Abundan los pesimistas convencidos de que a estas alturas poco más se sabrá sobre este asesinato por la cantidad de flecos sueltos que no acaban de esclarecer los motivos ulteriores y las circunstancias que rodearon a Lee Harvey Oswald para llevarlo a ejecutar a Kennedy un soleado 22 de noviembre de 1963 en Dallas. Era el fin sangriento de Camelot y el principio de una colosal intriga política en la trama de la Guerra Fría.

De todas las teorías que han circulado a lo largo de los años, la que siempre ha tenido más fuerza por el contexto histórico es la de la presunta colaboración de Oswald con los gobiernos de Cuba y la ex Unión Soviética, en plena confrontación del bloque comunista con un presidente estadounidense que pronunció un discurso histórico a favor de la libertad a la sombra del Muro de Berlín.

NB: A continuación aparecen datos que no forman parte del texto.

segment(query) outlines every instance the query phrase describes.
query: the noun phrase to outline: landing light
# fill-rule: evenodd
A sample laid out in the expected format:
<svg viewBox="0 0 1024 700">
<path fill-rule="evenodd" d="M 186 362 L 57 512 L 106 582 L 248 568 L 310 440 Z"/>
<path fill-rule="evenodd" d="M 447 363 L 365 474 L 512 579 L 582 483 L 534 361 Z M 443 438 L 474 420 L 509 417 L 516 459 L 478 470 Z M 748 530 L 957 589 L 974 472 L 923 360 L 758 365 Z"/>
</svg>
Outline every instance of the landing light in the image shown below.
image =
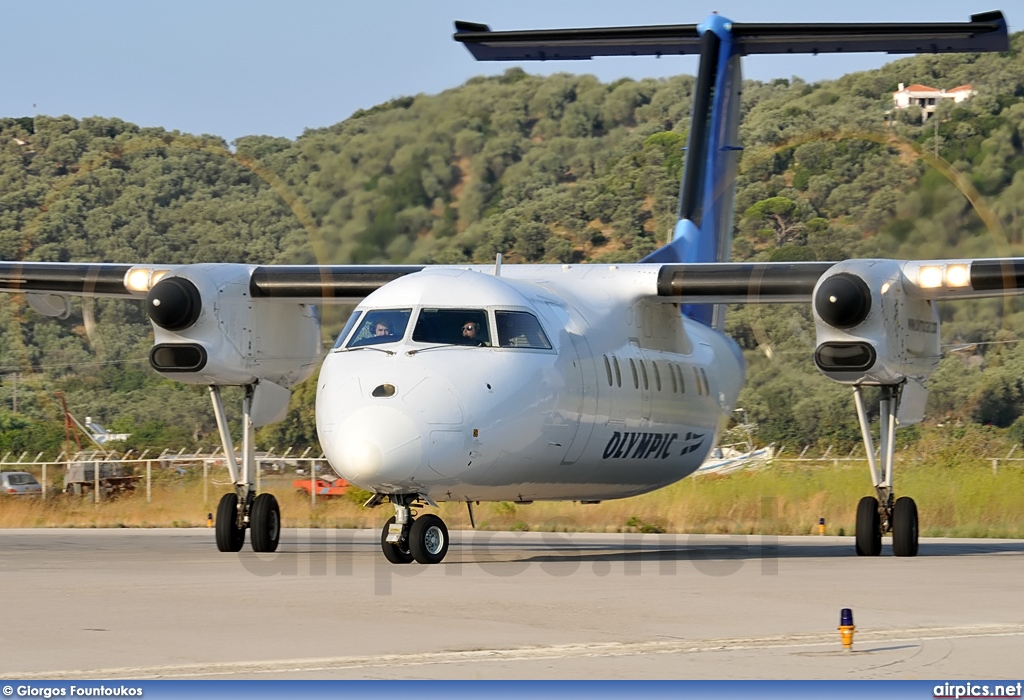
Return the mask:
<svg viewBox="0 0 1024 700">
<path fill-rule="evenodd" d="M 946 267 L 946 285 L 949 287 L 967 287 L 971 283 L 971 274 L 967 265 L 949 265 Z"/>
<path fill-rule="evenodd" d="M 128 274 L 125 275 L 125 289 L 129 292 L 148 292 L 151 272 L 148 267 L 133 267 L 128 270 Z"/>
<path fill-rule="evenodd" d="M 918 286 L 925 290 L 942 287 L 942 268 L 938 265 L 927 265 L 918 272 Z"/>
<path fill-rule="evenodd" d="M 133 267 L 125 274 L 125 289 L 129 292 L 145 294 L 153 286 L 164 278 L 168 270 L 158 270 L 152 267 Z"/>
</svg>

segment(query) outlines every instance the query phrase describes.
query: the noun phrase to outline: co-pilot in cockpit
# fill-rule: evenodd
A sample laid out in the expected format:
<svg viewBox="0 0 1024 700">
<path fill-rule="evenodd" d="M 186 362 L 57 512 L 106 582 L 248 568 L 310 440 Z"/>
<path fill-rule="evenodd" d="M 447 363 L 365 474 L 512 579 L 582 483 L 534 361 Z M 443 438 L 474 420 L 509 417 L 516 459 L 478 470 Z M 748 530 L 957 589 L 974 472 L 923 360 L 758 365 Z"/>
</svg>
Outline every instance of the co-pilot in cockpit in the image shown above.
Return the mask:
<svg viewBox="0 0 1024 700">
<path fill-rule="evenodd" d="M 406 338 L 413 309 L 356 311 L 338 337 L 335 349 L 397 343 Z M 497 335 L 497 343 L 492 331 Z M 347 342 L 346 342 L 347 339 Z M 430 345 L 550 350 L 541 322 L 527 311 L 423 308 L 413 326 L 412 341 Z"/>
</svg>

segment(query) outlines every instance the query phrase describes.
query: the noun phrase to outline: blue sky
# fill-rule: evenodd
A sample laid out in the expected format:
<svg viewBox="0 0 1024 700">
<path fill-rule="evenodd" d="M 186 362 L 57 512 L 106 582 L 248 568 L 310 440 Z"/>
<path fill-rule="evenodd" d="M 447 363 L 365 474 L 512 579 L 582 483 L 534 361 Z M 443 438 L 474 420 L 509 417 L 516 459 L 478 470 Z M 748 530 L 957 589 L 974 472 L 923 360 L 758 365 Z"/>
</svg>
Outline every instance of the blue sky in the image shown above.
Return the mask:
<svg viewBox="0 0 1024 700">
<path fill-rule="evenodd" d="M 1014 3 L 1016 4 L 1016 3 Z M 993 6 L 994 5 L 994 6 Z M 810 9 L 809 9 L 810 8 Z M 1004 0 L 33 0 L 0 14 L 0 117 L 119 117 L 142 126 L 294 138 L 355 110 L 432 94 L 509 63 L 477 63 L 452 41 L 453 20 L 494 30 L 693 24 L 718 10 L 736 21 L 967 21 Z M 878 68 L 891 57 L 755 56 L 749 78 L 808 81 Z M 527 63 L 537 74 L 603 81 L 694 73 L 692 57 Z"/>
</svg>

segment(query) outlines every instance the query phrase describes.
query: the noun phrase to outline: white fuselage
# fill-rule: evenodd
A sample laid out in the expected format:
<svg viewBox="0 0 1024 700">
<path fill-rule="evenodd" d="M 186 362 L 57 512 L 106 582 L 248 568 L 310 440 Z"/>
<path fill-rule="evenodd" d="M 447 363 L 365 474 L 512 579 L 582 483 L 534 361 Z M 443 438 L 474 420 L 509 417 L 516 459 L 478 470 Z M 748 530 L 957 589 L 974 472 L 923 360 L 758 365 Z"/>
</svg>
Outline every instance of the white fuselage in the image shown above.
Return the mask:
<svg viewBox="0 0 1024 700">
<path fill-rule="evenodd" d="M 392 342 L 328 354 L 316 426 L 331 465 L 364 488 L 437 501 L 600 500 L 691 474 L 734 405 L 741 355 L 614 269 L 434 268 L 370 295 L 356 315 L 409 309 L 411 322 Z M 495 336 L 417 342 L 424 309 L 485 312 Z M 501 347 L 495 325 L 521 312 L 550 349 Z"/>
</svg>

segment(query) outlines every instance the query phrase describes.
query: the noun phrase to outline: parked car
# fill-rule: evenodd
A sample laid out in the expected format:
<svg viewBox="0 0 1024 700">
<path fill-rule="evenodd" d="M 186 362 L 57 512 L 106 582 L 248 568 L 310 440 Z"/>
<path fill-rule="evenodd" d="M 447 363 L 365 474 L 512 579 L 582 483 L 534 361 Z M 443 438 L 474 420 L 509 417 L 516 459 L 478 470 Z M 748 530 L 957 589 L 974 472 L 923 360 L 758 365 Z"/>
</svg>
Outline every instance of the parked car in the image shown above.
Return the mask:
<svg viewBox="0 0 1024 700">
<path fill-rule="evenodd" d="M 299 493 L 305 493 L 309 495 L 309 490 L 312 488 L 312 481 L 310 479 L 296 479 L 292 482 L 292 488 L 294 488 Z M 348 490 L 348 482 L 344 479 L 335 479 L 334 481 L 328 481 L 327 479 L 316 479 L 316 497 L 317 498 L 333 498 L 335 496 L 345 495 L 345 491 Z"/>
<path fill-rule="evenodd" d="M 39 495 L 43 487 L 28 472 L 0 472 L 0 493 Z"/>
</svg>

Por lo pronto, ya comienzan a saberse detalles aquí y allá de un periodo convulso en el que, según se puede leer en la página web de los Archivos Nacionales. Después del asesinato un agente cubano afirmó que había tratado a Oswald y le constaba que tenía buena puntería; o que uno de los primeros planes de la CIA para asesinar a Fidel Castro era con pastillas envenenadas; en la larguísima lista de documentos también se menciona una conversación entre Robert Kennedy y funcionarios del FBI en la que el hermano del presidente comenta que ha tenido conocimiento de que la CIA se había acercado a la mafia con la proposición de que un sicario matara a Fidel Castro en Cuba por la suma de ciento cincuenta mil dólares. Antes de que Oswald apuntara certeramente con su rifle, Kennedy ya era un mandatario odiado por Castro y los soviéticos. En abril de 1961 la fallida invasión de Bahía de Cochinos puso de manifiesto el apoyo que su administración le estaba brindando a los exiliados cubanos que luchaban contra la dictadura castrista; y en octubre de 1962 el mundo había estado al borde de una guerra nuclear por la crisis de los misiles, un enfrentamiento en el que se impuso la prudencia de Moscú y de Washington al entusiasmo suicida de Castro, siempre dispuesto a la guerra antes que al entendimiento. En el vaivén de esta pugna, la CIA, alentada por el propio Kennedy, intentó numerosas veces matar a Castro en operativos que acabaron en estrepitosos fiascos. Al menos por su perfil, el de un fanático ideológico, Oswald encajaba perfectamente para convertirse en el letal mensajero. Aunque la comisión Warren descafeinó esta hipótesis, apresurándose a concluir que el francotirador solo era un lobo solitario, lo cierto es que el exmarine había vivido en la Unión Soviética, donde se casó y se vinculó al comunismo.

De hecho, Oswald llegó a formar parte del Comité Pro Justo Trato para Cuba, un grupo de presión creado por Castro y el Che Guevara. Casi dos meses antes de que Oswald apretara el gatillo, este pasó una semana en la Ciudad de México, donde, además de asistir a fiestas, se reunió con agentes de la inteligencia en las embajadas de Cuba y de la Unión Soviética.